In March, the Small Business Administration (SBA) extended the comment period to April 6 on its proposed rule implementing provisions of the National Defense Authorization Act of 2013.See 79 FR 77955. The proposed rule, initially published in December 2014, would bring sweeping changes to small business and socioeconomic program performance requirements, including changes to limitations on subcontracting, affiliation and small business joint ventures rules.
While the prime SBA program contractor is still required to perform at least 50% of the work on service and supply contracts, the proposed rule changes the way the performance standard is calculated. The current cost-based analysis looks at the percentage of personnel or manufacturing costs spent by the prime on its personnel, less profit or fees. The new formula simplifies and streamlines the calculation by limiting the small business prime contractor to spend no more than 50% of the total contract award on subcontractors.
However, the proposed rule exempts subcontractors that are “similarly situated entities,” which the proposed rule defines as “a small business concern subcontractor that is a participant of the same SBA program that qualified the prime contractor as an eligible offeror and awardee of the contract.” Essentially, the proposed rule considers any work done by a similarly situated entity not to be subcontracting for compliance purposes, thus those businesses are excluded from the performance limitation.
The proposed rule is designed to curb the practice of qualifying small business, HUBZone SBCs, SDVO SBCs, WOSBs/EDWOSBs and 8(a) SBCs passing on work in excess of these limitations to non-qualifying and ineligible entities for specific types of contracts.
The proposed rule also excludes similarly situated subcontractors from affiliation limitations under the ostensible subcontractor rule, which considers subcontractors who perform most of the primary work a joint venture with the prime and thus affiliated for size determination purposes. The proposed rule also proposes language establishing a presumption of affiliation when firms conduct business with each other and are owned and controlled by people who are married, in civil unions, or immediate relatives. And it establishes that where a firm derives 70% or more of its revenue from another firm in the prior fiscal year, the firm will be considered affiliated. Previously the SBA did not provide a percentage.
The proposed rule also excludes similarly situated entities from being affiliated for small business size determination purposes when performing a procurement as a joint venture. This would expand a benefit currently enjoyed by 8(a) protégé firms to small businesses wanting to pursue small business procurements as joint ventures.
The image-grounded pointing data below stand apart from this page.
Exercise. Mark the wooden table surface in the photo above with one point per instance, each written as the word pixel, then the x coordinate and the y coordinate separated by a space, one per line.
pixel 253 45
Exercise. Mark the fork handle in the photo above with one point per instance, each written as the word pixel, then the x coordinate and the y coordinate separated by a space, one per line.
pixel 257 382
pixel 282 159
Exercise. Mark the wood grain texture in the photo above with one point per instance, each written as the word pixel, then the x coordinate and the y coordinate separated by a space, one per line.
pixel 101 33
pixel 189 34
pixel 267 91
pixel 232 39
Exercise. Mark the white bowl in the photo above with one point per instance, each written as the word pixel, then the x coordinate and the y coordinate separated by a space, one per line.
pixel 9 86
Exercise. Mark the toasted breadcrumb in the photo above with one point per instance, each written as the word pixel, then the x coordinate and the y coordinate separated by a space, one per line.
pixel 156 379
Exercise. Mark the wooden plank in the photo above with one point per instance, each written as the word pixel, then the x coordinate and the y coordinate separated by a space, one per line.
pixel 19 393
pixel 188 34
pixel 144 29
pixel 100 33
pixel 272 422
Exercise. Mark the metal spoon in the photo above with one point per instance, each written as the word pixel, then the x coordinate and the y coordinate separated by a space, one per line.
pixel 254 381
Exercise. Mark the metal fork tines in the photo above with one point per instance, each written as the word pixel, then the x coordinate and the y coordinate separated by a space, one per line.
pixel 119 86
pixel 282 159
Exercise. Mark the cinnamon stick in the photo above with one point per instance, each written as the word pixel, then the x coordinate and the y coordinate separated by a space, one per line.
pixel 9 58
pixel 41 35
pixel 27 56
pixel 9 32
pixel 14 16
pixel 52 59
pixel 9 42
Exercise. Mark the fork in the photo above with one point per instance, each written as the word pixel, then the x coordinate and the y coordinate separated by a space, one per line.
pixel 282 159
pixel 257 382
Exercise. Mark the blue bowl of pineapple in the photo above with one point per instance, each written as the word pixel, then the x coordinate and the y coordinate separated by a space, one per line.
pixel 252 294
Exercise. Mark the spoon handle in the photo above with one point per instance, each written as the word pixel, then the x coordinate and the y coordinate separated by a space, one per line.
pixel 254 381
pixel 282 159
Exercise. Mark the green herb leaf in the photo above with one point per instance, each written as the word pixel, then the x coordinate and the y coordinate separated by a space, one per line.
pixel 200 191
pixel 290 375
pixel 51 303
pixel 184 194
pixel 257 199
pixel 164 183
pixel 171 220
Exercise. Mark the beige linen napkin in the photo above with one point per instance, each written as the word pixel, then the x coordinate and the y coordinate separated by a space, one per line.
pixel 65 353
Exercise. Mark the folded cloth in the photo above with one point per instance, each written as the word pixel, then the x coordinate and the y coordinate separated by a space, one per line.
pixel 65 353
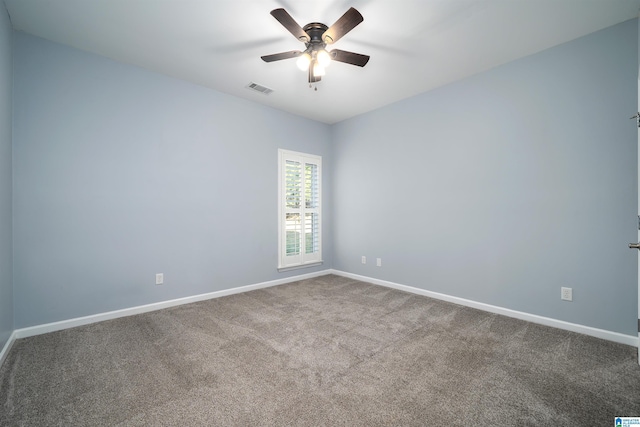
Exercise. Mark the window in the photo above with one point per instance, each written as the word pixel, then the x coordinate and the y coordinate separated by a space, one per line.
pixel 299 209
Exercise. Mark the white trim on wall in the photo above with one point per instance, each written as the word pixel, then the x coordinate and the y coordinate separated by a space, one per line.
pixel 547 321
pixel 79 321
pixel 7 347
pixel 560 324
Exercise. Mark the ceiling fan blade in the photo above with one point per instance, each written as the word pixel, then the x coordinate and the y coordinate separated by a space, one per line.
pixel 349 57
pixel 342 26
pixel 290 24
pixel 280 56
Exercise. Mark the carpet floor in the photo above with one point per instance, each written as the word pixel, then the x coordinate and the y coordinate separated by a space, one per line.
pixel 328 351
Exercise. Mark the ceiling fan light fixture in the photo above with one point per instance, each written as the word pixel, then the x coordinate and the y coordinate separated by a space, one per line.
pixel 304 61
pixel 323 58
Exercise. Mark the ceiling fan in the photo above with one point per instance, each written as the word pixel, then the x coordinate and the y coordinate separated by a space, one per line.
pixel 316 37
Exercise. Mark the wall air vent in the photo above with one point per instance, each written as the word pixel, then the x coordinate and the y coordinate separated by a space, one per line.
pixel 259 88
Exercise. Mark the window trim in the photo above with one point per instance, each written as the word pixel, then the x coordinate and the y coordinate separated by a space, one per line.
pixel 304 260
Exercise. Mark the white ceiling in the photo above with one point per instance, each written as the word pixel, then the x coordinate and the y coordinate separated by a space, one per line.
pixel 415 45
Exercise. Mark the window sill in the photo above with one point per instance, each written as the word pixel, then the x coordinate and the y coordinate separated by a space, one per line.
pixel 298 267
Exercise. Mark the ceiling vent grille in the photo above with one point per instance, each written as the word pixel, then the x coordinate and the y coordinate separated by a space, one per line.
pixel 259 88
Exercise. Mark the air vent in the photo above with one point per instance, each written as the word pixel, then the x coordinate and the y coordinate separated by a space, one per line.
pixel 259 88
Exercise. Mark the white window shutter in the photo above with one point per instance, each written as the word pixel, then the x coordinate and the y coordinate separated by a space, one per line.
pixel 299 215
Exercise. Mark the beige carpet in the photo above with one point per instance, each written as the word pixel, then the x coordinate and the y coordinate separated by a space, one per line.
pixel 323 352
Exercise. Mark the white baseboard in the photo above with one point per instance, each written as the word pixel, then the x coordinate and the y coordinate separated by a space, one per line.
pixel 79 321
pixel 547 321
pixel 7 347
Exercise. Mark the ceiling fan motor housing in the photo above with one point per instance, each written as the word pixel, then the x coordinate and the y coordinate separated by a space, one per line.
pixel 315 30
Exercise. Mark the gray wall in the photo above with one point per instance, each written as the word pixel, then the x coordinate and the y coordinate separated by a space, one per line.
pixel 6 288
pixel 120 173
pixel 505 186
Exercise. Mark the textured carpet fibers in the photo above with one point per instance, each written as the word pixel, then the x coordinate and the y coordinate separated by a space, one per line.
pixel 326 351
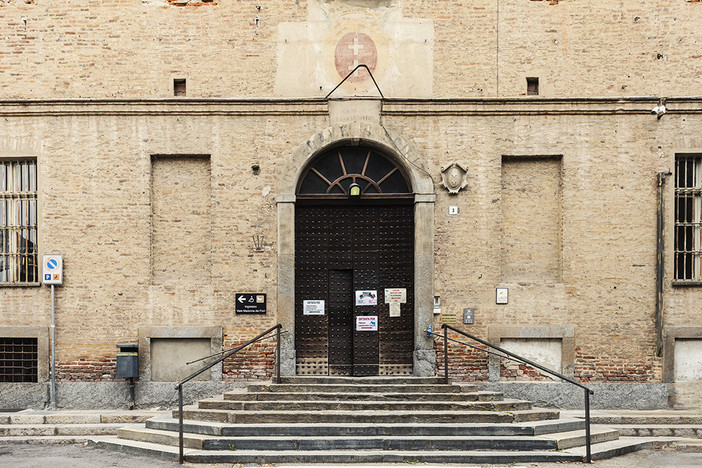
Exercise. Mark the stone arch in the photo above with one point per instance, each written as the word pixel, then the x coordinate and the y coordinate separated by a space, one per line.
pixel 422 185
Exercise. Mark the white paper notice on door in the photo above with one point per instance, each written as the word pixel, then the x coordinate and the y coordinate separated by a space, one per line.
pixel 394 309
pixel 367 323
pixel 367 297
pixel 310 307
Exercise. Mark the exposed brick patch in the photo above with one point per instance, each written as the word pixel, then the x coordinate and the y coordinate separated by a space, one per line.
pixel 84 370
pixel 590 368
pixel 465 365
pixel 257 361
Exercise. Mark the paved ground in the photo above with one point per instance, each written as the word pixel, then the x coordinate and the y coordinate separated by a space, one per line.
pixel 84 456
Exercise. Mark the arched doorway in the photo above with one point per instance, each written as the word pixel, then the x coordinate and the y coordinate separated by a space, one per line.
pixel 354 265
pixel 411 165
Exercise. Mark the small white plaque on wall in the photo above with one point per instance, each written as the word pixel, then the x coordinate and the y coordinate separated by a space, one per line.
pixel 502 296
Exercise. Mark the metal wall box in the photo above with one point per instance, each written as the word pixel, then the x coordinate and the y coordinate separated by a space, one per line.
pixel 127 361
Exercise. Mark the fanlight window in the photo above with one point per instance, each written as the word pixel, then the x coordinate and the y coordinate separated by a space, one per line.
pixel 333 173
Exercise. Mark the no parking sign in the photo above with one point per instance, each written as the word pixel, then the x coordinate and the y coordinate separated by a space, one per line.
pixel 52 271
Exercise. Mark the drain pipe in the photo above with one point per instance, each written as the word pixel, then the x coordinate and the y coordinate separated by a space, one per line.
pixel 660 262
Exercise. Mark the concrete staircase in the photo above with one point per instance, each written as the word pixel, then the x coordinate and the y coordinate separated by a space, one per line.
pixel 369 420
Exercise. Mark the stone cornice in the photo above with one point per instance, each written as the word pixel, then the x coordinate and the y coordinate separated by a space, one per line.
pixel 318 106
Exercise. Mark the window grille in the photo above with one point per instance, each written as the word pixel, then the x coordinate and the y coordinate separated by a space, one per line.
pixel 688 214
pixel 333 172
pixel 18 222
pixel 18 360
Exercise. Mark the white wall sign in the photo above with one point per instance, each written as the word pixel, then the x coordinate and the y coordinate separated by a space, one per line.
pixel 367 323
pixel 367 297
pixel 502 296
pixel 313 307
pixel 394 309
pixel 395 295
pixel 52 269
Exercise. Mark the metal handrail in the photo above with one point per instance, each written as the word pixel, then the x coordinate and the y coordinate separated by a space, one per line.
pixel 179 385
pixel 509 355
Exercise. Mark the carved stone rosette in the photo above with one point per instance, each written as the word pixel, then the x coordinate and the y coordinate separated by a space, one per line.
pixel 453 177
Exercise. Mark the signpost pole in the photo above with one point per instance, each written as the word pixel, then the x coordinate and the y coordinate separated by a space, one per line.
pixel 53 351
pixel 52 274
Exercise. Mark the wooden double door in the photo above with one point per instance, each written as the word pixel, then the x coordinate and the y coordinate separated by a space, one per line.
pixel 354 289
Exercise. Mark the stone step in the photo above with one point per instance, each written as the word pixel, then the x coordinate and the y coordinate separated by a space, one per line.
pixel 355 388
pixel 30 417
pixel 648 418
pixel 688 446
pixel 371 380
pixel 360 405
pixel 361 416
pixel 45 430
pixel 599 451
pixel 690 431
pixel 309 443
pixel 621 446
pixel 571 439
pixel 337 456
pixel 365 430
pixel 278 396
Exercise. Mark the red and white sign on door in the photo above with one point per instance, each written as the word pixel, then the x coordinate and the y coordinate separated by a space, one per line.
pixel 367 323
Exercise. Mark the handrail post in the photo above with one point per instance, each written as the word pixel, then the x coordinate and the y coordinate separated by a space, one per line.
pixel 445 355
pixel 277 356
pixel 180 424
pixel 588 452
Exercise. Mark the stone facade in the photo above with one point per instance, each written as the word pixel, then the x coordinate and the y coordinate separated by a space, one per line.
pixel 154 200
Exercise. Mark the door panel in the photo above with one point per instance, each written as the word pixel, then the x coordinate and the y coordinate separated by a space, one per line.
pixel 340 322
pixel 365 343
pixel 341 249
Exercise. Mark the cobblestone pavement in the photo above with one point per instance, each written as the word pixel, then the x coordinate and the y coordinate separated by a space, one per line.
pixel 84 456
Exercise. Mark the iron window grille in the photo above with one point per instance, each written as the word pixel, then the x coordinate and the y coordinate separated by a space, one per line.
pixel 18 222
pixel 18 360
pixel 333 173
pixel 688 218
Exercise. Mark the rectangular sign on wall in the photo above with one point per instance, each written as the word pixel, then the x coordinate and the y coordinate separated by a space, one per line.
pixel 250 303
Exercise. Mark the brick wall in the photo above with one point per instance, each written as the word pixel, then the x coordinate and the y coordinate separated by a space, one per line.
pixel 229 48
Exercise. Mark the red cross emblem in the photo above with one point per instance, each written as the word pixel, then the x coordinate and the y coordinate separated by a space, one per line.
pixel 355 49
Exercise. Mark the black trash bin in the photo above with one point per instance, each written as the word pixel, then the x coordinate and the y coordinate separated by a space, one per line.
pixel 128 361
pixel 128 367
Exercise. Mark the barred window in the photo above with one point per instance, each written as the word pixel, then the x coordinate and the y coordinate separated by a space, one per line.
pixel 688 213
pixel 18 360
pixel 18 222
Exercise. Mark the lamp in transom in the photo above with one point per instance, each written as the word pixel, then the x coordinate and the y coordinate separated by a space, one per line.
pixel 354 190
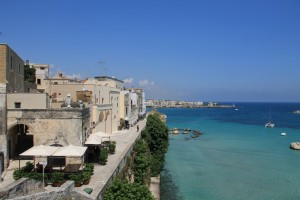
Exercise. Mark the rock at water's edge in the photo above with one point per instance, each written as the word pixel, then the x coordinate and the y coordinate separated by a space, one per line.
pixel 295 145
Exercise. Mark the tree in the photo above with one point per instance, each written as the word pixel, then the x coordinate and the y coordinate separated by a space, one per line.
pixel 141 168
pixel 156 135
pixel 121 189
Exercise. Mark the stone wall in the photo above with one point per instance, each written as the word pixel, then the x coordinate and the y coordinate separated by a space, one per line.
pixel 68 125
pixel 28 189
pixel 20 188
pixel 3 122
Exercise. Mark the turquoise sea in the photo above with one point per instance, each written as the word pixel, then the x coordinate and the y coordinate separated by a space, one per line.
pixel 236 157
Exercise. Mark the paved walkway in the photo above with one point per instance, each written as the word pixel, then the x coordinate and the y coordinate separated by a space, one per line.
pixel 124 140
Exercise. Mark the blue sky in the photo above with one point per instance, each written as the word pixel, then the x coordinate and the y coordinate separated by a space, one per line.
pixel 195 50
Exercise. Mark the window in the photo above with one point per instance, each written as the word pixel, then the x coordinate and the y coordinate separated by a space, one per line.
pixel 11 64
pixel 17 104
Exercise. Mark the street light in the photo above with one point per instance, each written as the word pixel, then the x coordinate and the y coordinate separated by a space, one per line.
pixel 44 165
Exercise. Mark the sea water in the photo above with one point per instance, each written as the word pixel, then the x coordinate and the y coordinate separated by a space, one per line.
pixel 236 157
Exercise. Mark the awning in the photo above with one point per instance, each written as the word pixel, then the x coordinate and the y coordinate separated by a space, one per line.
pixel 40 151
pixel 70 151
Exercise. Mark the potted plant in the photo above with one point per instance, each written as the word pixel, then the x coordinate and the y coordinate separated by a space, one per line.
pixel 86 176
pixel 112 147
pixel 89 168
pixel 103 156
pixel 77 178
pixel 57 179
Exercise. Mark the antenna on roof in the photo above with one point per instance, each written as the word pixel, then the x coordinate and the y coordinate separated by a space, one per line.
pixel 104 68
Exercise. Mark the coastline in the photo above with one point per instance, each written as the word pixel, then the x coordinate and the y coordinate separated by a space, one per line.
pixel 198 106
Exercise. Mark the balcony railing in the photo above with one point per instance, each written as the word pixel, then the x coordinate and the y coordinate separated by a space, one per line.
pixel 104 106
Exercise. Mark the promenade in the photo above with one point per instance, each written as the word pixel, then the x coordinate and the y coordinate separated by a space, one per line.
pixel 102 174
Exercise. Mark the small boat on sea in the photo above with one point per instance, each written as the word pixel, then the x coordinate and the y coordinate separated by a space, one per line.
pixel 269 125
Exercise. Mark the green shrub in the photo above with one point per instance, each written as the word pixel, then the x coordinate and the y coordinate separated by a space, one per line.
pixel 112 147
pixel 89 167
pixel 124 190
pixel 86 176
pixel 18 173
pixel 103 156
pixel 57 177
pixel 28 167
pixel 35 176
pixel 77 178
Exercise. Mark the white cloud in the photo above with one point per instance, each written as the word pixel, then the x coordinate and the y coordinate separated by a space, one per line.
pixel 128 80
pixel 145 83
pixel 74 76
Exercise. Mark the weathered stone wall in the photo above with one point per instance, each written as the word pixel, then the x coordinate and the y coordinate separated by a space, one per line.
pixel 3 124
pixel 28 189
pixel 28 100
pixel 12 69
pixel 31 189
pixel 20 188
pixel 68 125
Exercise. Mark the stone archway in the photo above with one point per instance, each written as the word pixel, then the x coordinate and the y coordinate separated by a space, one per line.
pixel 18 140
pixel 101 116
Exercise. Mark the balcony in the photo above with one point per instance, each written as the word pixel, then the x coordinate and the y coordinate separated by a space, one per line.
pixel 104 106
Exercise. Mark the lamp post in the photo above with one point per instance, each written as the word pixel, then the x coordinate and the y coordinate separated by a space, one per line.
pixel 44 165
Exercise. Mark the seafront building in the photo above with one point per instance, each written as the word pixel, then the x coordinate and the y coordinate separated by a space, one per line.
pixel 58 110
pixel 173 104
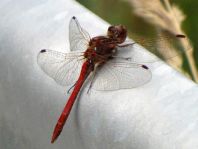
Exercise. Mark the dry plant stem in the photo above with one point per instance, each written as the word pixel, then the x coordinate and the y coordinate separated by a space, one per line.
pixel 188 54
pixel 169 18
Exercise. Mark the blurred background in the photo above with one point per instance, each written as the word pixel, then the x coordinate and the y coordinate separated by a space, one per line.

Ultimately, the proposed rule changes are designed to increase participation by similarly situated small business entities in SBA programs by removing limits on their participation on select SBA contracts. They are also intended to clarify and streamline relevant performance measures and calculations to better meet that goal. Absent any additional delay, a final rule should be published sometime this summer. Even if these changes achieve SBA’s goal, it remains to be seen what impact, if any, they have on small businesses passing off too much work to non-qualifying subcontractors and how the new rule will be enforced.